Top 10 superfoods recommended by Harvard
Harvard University recommends 10 superfoods, which have important nutrients and help reduce the risk of cancer, heart disease, diabetes, and prevent other chronic diseases.
Super food recommendation :
1. Salmon
Salmon is rich in omega-3, Dr. Michelle Hauser said that this healthy fat helps prevent arterial thrombosis, as well as slightly lower blood pressure, has anti-inflammatory properties, and helps relieve arthritis. The American Heart Association recommends eating salmon twice a week.
2. Blueberry
Blueberries have extremely high anthocyanin content. It can enhance the antioxidant capacity, fight against free radicals, and remove harmful substances in the body. It is also a good anti-aging fruit.
3. Brocoli
For the body, it is a natural “anti-disease master”. Cauliflower is also known as the anti-cancer king of fruits and vegetables. Dr. Michelle Hauser recommends eating it at least 3 times a week to effectively reduce the risk of cancer.
4. Quinoa
Due to its very comprehensive nutrition, quinoa is also selected as a super energy food that astronauts must eat. Quinoa is rich in protein and daily essential amino acids, as well as many vitamins and minerals. At the same time, quinoa is also gluten-free. It can be eaten by people with gluten allergies and is a great substitute for grains.
5. Dark chocolate
A moderate intake of dark chocolate is good for cholesterol, blood pressure and blood sugar. Professor Hauser, PhD in Nutrition, recommends that everyone eat dark chocolate within 30g a day. Choose cocoa with a concentration higher than 70%, which can also resist oxidation and anti-aging.
6. Low-fat beans
Harvard Medical School hailed it as perfect food. Low-fat beans are very versatile and can be easily added to any dish. They can also be used as a substitute for red meat. And legumes are an excellent source of folic acid, potassium, magnesium, iron, protein, and fiber.
7. Walnut
Rich in unsaturated fatty acids, it can help the absorption of fat-soluble vitamins A, D, E, and K, and increase the feeling of fullness. Walnut has a high antioxidant content, which can prevent inflammation of the body and resist aging. It is a very healthy snack. But because of the high fat and calories, the recommended daily dosage is 2 tablespoons.
8. Oatmeal
Oatmeal is rich in dietary fiber, which can lower cholesterol. It is friendly to diabetics. It is also a good fat-reducing and weight-loss meal to help lower cholesterol.

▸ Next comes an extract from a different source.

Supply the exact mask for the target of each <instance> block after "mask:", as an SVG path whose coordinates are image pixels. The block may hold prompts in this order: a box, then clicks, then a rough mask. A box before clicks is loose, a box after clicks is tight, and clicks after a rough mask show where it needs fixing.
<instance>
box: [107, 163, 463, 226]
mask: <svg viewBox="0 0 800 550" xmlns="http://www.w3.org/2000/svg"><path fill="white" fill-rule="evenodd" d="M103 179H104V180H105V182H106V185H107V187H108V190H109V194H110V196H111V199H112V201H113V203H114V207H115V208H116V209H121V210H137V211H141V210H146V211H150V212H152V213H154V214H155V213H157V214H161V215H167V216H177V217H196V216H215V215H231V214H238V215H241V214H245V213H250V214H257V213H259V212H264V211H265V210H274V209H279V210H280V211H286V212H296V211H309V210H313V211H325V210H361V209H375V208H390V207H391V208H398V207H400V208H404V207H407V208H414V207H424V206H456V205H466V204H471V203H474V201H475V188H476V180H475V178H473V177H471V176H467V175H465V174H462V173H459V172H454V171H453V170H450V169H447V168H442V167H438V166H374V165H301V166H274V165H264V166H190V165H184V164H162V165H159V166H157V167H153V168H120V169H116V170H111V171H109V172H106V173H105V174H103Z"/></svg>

But remember to choose plain oatmeal without additives. Don’t choose too high sugar content. You can add a small amount of fresh fruit to taste.
9. Olive oil
It can reduce the risk of cholesterol and heart disease. It is also friendly to people with high blood sugar. It is recommended to use 1-2 tablespoons for a dish, not too much.
10. Tea
Tea is a very good natural antioxidant, which can inhibit the occurrence of cancer cells, heart disease and Alzheimer’s. In addition to the most popular green tea, dark tea, white tea, and green tea (oolong tea) are also beneficial. According to Harvard Medical School: White tea contains less caffeine and is suitable for people who are sensitive to caffeine and have poor sleep. Tea polyphenols can also delay aging, but remember not to drink bottled tea with high sugar content.